Most shared security schemes other than Replicated Security suffer from a fundamental security challenge known as the “subset problem”. To put it simply, this is a situation where a malicious subset of the provider chain’s validator set control a consumer chain and attack it in a way that they cannot be slashed for. There are two attacks possible here- a safety attack using incorrect execution (breaking the rules of the protocol without double signing), and a liveness attack where the validators just stop signing blocks, halting the chain completely until it hard forks (likely disrupting all use of the chain for weeks).
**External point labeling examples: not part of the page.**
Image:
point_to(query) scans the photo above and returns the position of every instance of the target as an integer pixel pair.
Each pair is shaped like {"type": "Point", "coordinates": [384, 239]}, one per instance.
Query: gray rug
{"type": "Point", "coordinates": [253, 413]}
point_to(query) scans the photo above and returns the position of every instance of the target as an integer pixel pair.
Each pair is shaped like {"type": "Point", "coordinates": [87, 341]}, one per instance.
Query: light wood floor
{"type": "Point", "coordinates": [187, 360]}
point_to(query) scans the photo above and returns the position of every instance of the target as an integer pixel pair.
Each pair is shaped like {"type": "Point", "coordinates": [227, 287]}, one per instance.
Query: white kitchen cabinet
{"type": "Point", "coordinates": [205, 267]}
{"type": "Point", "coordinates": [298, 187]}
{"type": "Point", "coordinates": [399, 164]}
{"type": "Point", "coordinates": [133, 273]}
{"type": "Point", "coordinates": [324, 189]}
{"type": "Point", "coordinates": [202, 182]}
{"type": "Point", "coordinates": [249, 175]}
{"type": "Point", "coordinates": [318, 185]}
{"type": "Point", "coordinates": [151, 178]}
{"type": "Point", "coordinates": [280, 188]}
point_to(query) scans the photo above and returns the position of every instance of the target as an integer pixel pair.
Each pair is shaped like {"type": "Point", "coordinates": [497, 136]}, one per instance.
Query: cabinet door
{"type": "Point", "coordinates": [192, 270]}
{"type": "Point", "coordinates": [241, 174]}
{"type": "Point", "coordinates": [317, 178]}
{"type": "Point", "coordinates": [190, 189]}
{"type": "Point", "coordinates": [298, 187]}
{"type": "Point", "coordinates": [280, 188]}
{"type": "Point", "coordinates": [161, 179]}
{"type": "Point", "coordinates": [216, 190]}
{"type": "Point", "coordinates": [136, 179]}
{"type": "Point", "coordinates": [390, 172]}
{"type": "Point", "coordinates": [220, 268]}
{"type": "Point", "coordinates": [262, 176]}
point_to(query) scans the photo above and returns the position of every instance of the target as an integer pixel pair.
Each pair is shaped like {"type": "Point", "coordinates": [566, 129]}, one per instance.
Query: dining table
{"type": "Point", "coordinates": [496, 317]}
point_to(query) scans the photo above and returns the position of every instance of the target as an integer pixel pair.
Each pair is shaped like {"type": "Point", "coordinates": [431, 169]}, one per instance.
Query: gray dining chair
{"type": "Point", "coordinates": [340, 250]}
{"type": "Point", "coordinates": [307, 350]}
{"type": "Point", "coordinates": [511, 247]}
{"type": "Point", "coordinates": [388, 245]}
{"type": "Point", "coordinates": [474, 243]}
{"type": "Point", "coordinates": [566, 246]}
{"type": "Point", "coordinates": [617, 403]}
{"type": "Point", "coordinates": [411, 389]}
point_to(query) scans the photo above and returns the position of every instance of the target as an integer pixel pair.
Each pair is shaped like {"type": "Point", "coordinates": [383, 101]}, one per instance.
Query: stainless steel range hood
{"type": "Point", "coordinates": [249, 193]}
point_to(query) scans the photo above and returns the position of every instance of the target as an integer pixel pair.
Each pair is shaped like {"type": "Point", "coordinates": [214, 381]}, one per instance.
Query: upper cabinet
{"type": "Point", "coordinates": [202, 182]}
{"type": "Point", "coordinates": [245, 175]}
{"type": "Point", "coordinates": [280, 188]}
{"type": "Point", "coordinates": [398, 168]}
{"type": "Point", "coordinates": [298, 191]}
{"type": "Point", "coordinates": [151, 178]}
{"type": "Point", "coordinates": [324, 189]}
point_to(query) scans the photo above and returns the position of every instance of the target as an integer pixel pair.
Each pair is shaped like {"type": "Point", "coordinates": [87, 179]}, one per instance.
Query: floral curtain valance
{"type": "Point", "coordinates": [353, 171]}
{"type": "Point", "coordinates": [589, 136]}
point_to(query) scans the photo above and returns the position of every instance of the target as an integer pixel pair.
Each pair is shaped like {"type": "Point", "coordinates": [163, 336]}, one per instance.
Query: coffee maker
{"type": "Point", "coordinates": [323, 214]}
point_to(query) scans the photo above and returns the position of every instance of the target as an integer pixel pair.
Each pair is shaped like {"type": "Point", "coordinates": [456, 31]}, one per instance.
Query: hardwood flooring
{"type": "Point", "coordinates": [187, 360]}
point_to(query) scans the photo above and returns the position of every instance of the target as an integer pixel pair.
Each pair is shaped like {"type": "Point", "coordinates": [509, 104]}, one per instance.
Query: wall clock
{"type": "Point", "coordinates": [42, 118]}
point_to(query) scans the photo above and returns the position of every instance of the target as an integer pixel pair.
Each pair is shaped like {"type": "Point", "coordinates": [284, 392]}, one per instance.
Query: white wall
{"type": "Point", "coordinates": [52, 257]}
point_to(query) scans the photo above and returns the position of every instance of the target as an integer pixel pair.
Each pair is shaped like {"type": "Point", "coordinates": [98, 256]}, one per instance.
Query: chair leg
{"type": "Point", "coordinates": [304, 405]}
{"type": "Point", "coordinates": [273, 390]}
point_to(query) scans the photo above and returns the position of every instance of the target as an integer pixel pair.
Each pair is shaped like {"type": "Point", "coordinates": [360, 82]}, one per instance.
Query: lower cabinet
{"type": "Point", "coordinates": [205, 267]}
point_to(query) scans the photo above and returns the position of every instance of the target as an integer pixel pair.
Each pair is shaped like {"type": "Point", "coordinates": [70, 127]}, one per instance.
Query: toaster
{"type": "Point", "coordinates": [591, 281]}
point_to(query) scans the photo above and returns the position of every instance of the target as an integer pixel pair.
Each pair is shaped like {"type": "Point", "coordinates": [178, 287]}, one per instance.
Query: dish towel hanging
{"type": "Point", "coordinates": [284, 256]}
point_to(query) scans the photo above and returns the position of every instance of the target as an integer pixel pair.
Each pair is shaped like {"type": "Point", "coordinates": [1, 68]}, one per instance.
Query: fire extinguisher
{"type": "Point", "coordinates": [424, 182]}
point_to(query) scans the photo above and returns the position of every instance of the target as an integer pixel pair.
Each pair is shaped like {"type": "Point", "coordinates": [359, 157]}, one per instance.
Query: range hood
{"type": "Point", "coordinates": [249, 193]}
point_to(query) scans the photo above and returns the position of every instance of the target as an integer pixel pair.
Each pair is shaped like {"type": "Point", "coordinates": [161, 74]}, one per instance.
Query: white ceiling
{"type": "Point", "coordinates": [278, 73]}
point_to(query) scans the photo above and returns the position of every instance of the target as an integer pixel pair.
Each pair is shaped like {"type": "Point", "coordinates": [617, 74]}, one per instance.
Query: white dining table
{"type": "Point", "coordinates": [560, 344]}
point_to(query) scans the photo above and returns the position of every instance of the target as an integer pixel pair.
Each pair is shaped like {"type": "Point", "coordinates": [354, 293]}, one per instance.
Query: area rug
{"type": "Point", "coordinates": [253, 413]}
The safety attack can be stopped by fraud or validity proofs (preventing money from being taken out of the chain if it has been attacked, and possibly slashing validators automatically), or a “fraud vote” where the guilty validators are slashed by a governance vote on the provider chain(s). Since this fraud vote mechanism is so open ended, it is easy to conclude that it can stop any problem, but in reality, these votes can become very contentious and complicated even in straightforward cases (like prop 818).

The liveness attack can only be stopped by a fraud vote, and not any kind of proof, since it is currently very hard to conclusively prove anything about liveness.

It’s notable that this subset problem also affects restaking protocols such as Eigenlayer, Mesh Security, and Babylon. Their solutions are currently incomplete AFAIK.

Token toxicity and the restaking ratio

This problem does not affect Replicated Security (and standalone blockchains with their own staking token) because if the validator set colluded to attack a consumer chain or the standalone chain itself, the staking token would crash in value, costing the validators and their delegators a lot of money. This dynamic is known as “token toxicity”.

In Replicated Security, 100% of the power of the provider chain is securing the consumer chains. I’ll refer to this as the “restaking ratio”.